Riconosca il Padre le parole del suo Figlio, quando diciamo una preghiera: colui
che abita interiormente nell’animo sia presente anche nella voce… Quando si
prega, inoltre, si abbia un modo di parlare e di pregare che, con disciplina,
mantenga calma e riservatezza. Pensiamo che siamo davanti allo sguardo di Dio.
Bisogna essere graditi agli occhi divini sia con l’atteggiamento del corpo che
col tono della voce… E quando ci riuniamo insieme con i fratelli e celebriamo
i sacrifici divini con il sacerdote di Dio, dobbiamo ricordarci del timore
reverenziale e della disciplina, non dare al vento qua e là le nostre preghiere
con voci scomposte, né scagliare con tumultuosa verbosità una richiesta che va
raccomandata a Dio con moderazione, perché Dio è ascoltatore non della voce, ma
del cuore (non vocis sed cordis auditor est)” (3-4). Si tratta di
parole che restano valide anche oggi e ci aiutano a celebrare bene la Santa
Liturgia.
In definitiva, Cipriano si colloca alle origini di quella feconda tradizione
teologico-spirituale che vede nel ‘cuore’ il luogo privilegiato della preghiera.

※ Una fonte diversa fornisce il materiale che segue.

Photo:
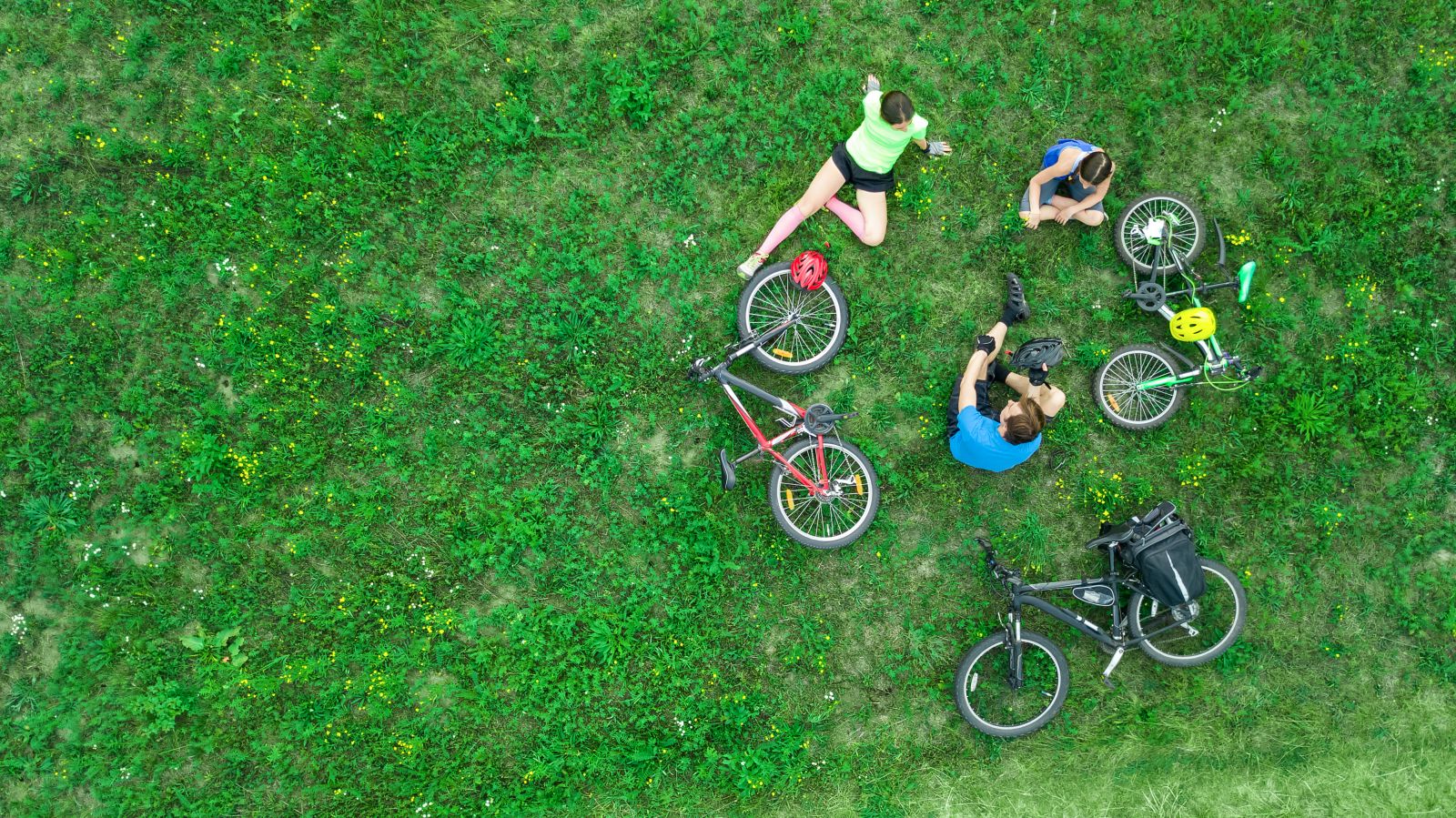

Stando alla Bibbia e ai Padri, infatti, il cuore è l’intimo dell’uomo, il luogo
dove abita Dio. In esso si compie quell’incontro nel quale Dio parla all’uomo, e
l’uomo ascolta Dio; l’uomo parla a Dio, e Dio ascolta l’uomo: il tutto
attraverso l’unica Parola divina. Precisamente in questo senso – riecheggiando
Cipriano – Smaragdo, abate di San Michele alla Mosa nei primi anni del nono
secolo, attesta che la preghiera ҏ opera del cuore, non delle labbra, perch̩
Dio guarda non alle parole, ma al cuore dell’orante” (Il diadema dei monaci,
l).
Carissimi, facciamo nostro questo “cuore in ascolto”, di cui ci parlano la
Bibbia (cfr 1 Re 3,9) e i Padri: ne abbiamo tanto bisogno! Solo
così potremo sperimentare in pienezza che Dio è il nostro Padre, e che la
Chiesa, la santa Sposa di Cristo, è veramente la nostra Madre.